HDFS is more suitable for large amount of data sets in a single file as compared to small amount of data spread across multiple files. This is because “Namenode” is a very expensive, high performance system, and it is not prudent to occupy the space in the “Namenode” by unnecessary amounts of metadata that are generated for multiple small files. So, when there is a large amount of data in a single file, “Namenode” will occupy less space. Hence, for getting optimized performance, HDFS supports large data sets instead of multiple small files.
12) What is the basic difference between traditional RDBMS and Hadoop?
Traditional RDBMS is used for transactional systems to report and archive the data, whereas Hadoop is an approach to store and process huge amounts of data in the distributed file system.

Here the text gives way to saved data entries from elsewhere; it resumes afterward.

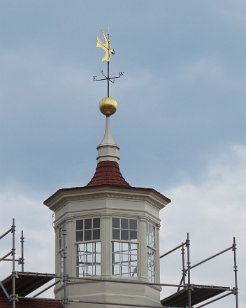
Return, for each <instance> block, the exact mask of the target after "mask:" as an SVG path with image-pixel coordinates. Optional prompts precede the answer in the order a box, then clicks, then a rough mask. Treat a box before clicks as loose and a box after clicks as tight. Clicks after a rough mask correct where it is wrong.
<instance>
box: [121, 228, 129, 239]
mask: <svg viewBox="0 0 246 308" xmlns="http://www.w3.org/2000/svg"><path fill="white" fill-rule="evenodd" d="M121 240H128V230H121Z"/></svg>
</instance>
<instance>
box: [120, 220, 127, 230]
mask: <svg viewBox="0 0 246 308" xmlns="http://www.w3.org/2000/svg"><path fill="white" fill-rule="evenodd" d="M121 229H128V219H126V218H122V219H121Z"/></svg>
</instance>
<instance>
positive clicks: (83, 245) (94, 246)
mask: <svg viewBox="0 0 246 308" xmlns="http://www.w3.org/2000/svg"><path fill="white" fill-rule="evenodd" d="M96 220H97V221H99V226H98V225H97V226H95V225H94V223H95V221H96ZM89 221H90V224H89V225H90V226H86V224H88V223H89ZM79 223H80V225H82V228H81V226H80V229H79V228H78V225H79ZM75 241H76V244H75V246H76V276H77V277H85V276H100V275H101V271H102V251H101V248H102V244H101V218H100V217H85V218H81V219H77V220H76V222H75Z"/></svg>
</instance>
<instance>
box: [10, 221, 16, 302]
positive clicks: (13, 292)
mask: <svg viewBox="0 0 246 308" xmlns="http://www.w3.org/2000/svg"><path fill="white" fill-rule="evenodd" d="M11 229H12V230H11V232H12V296H11V299H12V307H13V308H15V307H16V300H17V296H16V294H15V283H16V281H15V279H16V271H15V261H16V260H15V250H16V249H15V220H14V218H13V222H12V228H11Z"/></svg>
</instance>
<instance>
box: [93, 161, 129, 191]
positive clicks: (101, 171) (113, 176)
mask: <svg viewBox="0 0 246 308" xmlns="http://www.w3.org/2000/svg"><path fill="white" fill-rule="evenodd" d="M105 184H106V185H116V186H128V187H130V185H129V184H128V183H127V182H126V180H125V179H124V178H123V176H122V174H121V172H120V167H119V164H118V163H117V162H115V161H101V162H99V163H98V164H97V167H96V171H95V174H94V176H93V177H92V179H91V180H90V182H89V183H88V184H87V186H99V185H105Z"/></svg>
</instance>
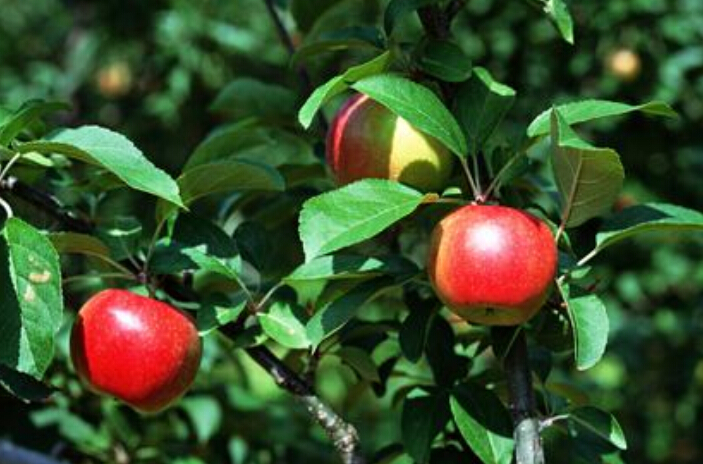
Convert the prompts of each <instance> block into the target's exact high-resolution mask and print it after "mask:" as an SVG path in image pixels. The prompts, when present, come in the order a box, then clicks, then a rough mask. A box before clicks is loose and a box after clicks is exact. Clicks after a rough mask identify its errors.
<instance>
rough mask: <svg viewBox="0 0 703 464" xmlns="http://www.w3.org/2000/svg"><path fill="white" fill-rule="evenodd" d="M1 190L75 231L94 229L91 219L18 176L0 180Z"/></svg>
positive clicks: (89, 229) (85, 230) (76, 231)
mask: <svg viewBox="0 0 703 464" xmlns="http://www.w3.org/2000/svg"><path fill="white" fill-rule="evenodd" d="M0 190H6V191H8V192H9V193H10V194H12V195H13V196H15V197H17V198H21V199H22V200H24V201H26V202H27V203H29V204H31V205H32V206H34V207H36V208H38V209H40V210H42V211H44V212H45V213H46V214H48V215H49V216H51V217H53V218H54V219H56V220H58V221H59V222H61V223H62V224H64V225H65V226H66V227H68V228H69V229H71V230H73V231H75V232H80V233H89V232H90V231H91V230H92V229H93V224H91V223H90V221H88V220H87V219H84V218H80V217H78V216H76V215H74V214H73V213H72V212H70V211H68V210H67V209H66V208H64V207H63V205H62V204H61V203H60V202H59V201H58V200H57V199H56V198H55V197H54V196H52V195H50V194H48V193H46V192H42V191H41V190H37V189H35V188H34V187H32V186H31V185H28V184H25V183H24V182H22V181H20V180H19V179H17V178H16V177H12V176H10V177H7V178H5V179H2V180H0Z"/></svg>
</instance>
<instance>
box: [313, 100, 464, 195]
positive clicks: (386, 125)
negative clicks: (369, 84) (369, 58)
mask: <svg viewBox="0 0 703 464" xmlns="http://www.w3.org/2000/svg"><path fill="white" fill-rule="evenodd" d="M326 151H327V163H328V164H329V166H330V168H331V169H332V172H333V173H334V175H335V178H336V180H337V183H338V184H340V185H344V184H348V183H351V182H354V181H357V180H360V179H365V178H379V179H390V180H396V181H399V182H403V183H405V184H407V185H410V186H412V187H415V188H418V189H420V190H422V191H438V190H440V189H442V188H443V187H444V185H445V184H446V182H447V180H448V179H449V176H450V175H451V173H452V167H453V164H454V156H453V155H452V154H451V153H450V152H449V150H447V149H446V148H445V147H444V145H442V144H441V143H439V142H438V141H437V140H436V139H434V138H432V137H431V136H429V135H426V134H423V133H422V132H420V131H419V130H417V129H415V128H414V127H413V126H411V125H410V123H408V122H407V121H406V120H405V119H403V118H401V117H400V116H398V115H396V114H395V113H393V112H392V111H390V110H389V109H388V108H386V107H385V106H383V105H381V104H380V103H378V102H376V101H375V100H372V99H371V98H369V97H368V96H366V95H363V94H356V95H354V96H352V97H351V98H349V100H347V101H346V102H345V104H344V105H343V106H342V108H341V109H340V110H339V111H338V112H337V114H336V116H335V118H334V120H333V121H332V125H331V127H330V130H329V132H328V134H327V150H326Z"/></svg>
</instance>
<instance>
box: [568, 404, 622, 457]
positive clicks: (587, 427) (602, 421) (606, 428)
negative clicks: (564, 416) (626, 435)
mask: <svg viewBox="0 0 703 464" xmlns="http://www.w3.org/2000/svg"><path fill="white" fill-rule="evenodd" d="M569 419H570V420H571V421H572V422H573V423H574V424H575V425H576V426H577V428H579V429H582V430H586V431H588V432H590V433H593V434H595V435H597V436H598V437H600V438H601V439H603V440H606V441H607V442H609V443H611V444H612V445H614V446H616V447H617V448H619V449H621V450H625V449H627V441H626V440H625V434H624V433H623V431H622V428H621V427H620V424H618V421H617V420H616V419H615V417H613V415H612V414H609V413H607V412H605V411H601V410H600V409H597V408H594V407H593V406H584V407H581V408H577V409H574V410H573V411H571V412H570V413H569Z"/></svg>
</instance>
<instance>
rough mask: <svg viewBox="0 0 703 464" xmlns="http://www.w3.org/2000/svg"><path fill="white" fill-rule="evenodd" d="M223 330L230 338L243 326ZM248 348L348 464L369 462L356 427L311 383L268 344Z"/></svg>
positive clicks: (276, 381) (223, 327) (222, 330)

RDBMS will be useful when you want to seek one record from Big data, whereas Hadoop will be useful when you want Big Data in one shot and perform analysis on that later.
13) Explain the indexing process in HDFS.
Hadoop has its own way of indexing data. Depending on the block size, HDFS will continue storing the last part of the data. It will also tell you where the next part of the data is located.
14) What is “speculative execution” in Hadoop?
If a node appears to be running a task slower, the master node can redundantly execute another instance of the same task on another node. Here, the task which finishes first will be accepted and the other one is killed. This process is called “speculative execution”.
15) How do you achieve HA (High Availability) in a Hadoop cluster?
You can set up HA in two different ways; Using the Quorum Journal Manager (QJM), or with NFS for the shared storage. To understand this in detail, do read this Edureka blog: http://www.edureka.co/blog/how-to-set-up-hadoop-cluster-with-hdfs-high-availability/
16) Why is it that in HDFS, “Reading” is performed in parallel but “Writing” is not?
Using the MapReduce program, the file can be read by splitting its blocks. But while writing, MapReduce cannot be applied and no parallel writing is possible. Hence, the incoming values are not yet known to the system.
17) How can I restart “Namenode”?
- Click on stop-all.sh and then click on start-all.sh OR
- Write sudo hdfs (press enter), su-hdfs (press enter), /etc/init.d/ha (press enter) and then/etc/init.d/hadoop-x.x-namenode start (press enter).
18) What happens if you get a “Connection refused java exception’ error when you try to access HDFS or its corresponding files?
It could mean that the “Namenode” is not working on your VM. The “Namenode” may be in “Safemode” or the IP address of “Namenode” may have changed.
19) What is “commodity hardware”? Does it include RAM?
“Commodity hardware” is a non-expensive system which doesn’t have high quality or high availability. Hadoop can be installed in any average commodity hardware. We don’t need super computers or high-end hardware to work on Hadoop. Yes, commodity hardware includes RAM because some services might still be running on RAM.
20) What is the difference between an “HDFS Block” and an “Input Split”?
“HDFS Block” is the physical division of the data while “Input Split” is the logical division of the data.